Dein Bestreben, ihr näher zu kommen, ihr nahe zu sein, konnte ich täglich beobachten. Diese Dosis des gegenseitigen Vertrauens war unübersehbar, obwohl euch von Natur kaum etwas verband, außer vielleicht das Favorisieren von Grün. Das habt ihr gepflegt, kultiviert, versucht, euch gegenseitig zu übertreffen. Wer am Schluss das Rennen machen wird, ist noch nicht absehbar. Nun, es ist bekannt, dass Gegensätze sich anziehen. Ganz offensichtlich war das Verlangen, die Sehnsucht unterschiedlich ausgeprägt. Sie, eben noch zögerlich, sich etwas zierend, dafür präsenter im gesamten Auftreten. Er - feingliedrig und zart, aber mit der Burschikosität, die notwendig ist, das Objekt seiner Begierde zu umgarnen und letztendlich einzuwickeln. Sie hätte ohnehin nichts entgegen zu setzen gehabt, selbst, wenn sie ihm nicht hold gewesen wäre.
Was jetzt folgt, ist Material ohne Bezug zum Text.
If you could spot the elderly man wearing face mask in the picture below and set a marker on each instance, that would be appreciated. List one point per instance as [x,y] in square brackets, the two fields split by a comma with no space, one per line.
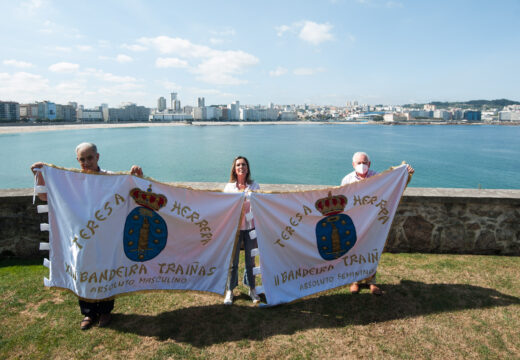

Sie war örtlich doch sehr an ihren eigenen Stammplatz gebunden und es hätte einer Brachialgewalt bedurft, sie von ihrem Platz zu vertreiben. Er nahm die Sache etwas lockerer; sicher, auch seine Wurzeln hatten sich irgendwann hier einen Platz gesucht, ein Stück eigenen Bodens, aber in der luftigen Höhe, die er trotz der Unterschiede zwischen ihnen durch entschlossenes Handeln erreichte, überwand er die Starre spielerisch und dann hatte er sie. Hatte die Leere zwischen ihnen überbrückt und die trennende Schlucht überwunden. Was scherte es sie beide nun, dass sie nicht vom gleichen Holze waren - die Linde und der Kiwi.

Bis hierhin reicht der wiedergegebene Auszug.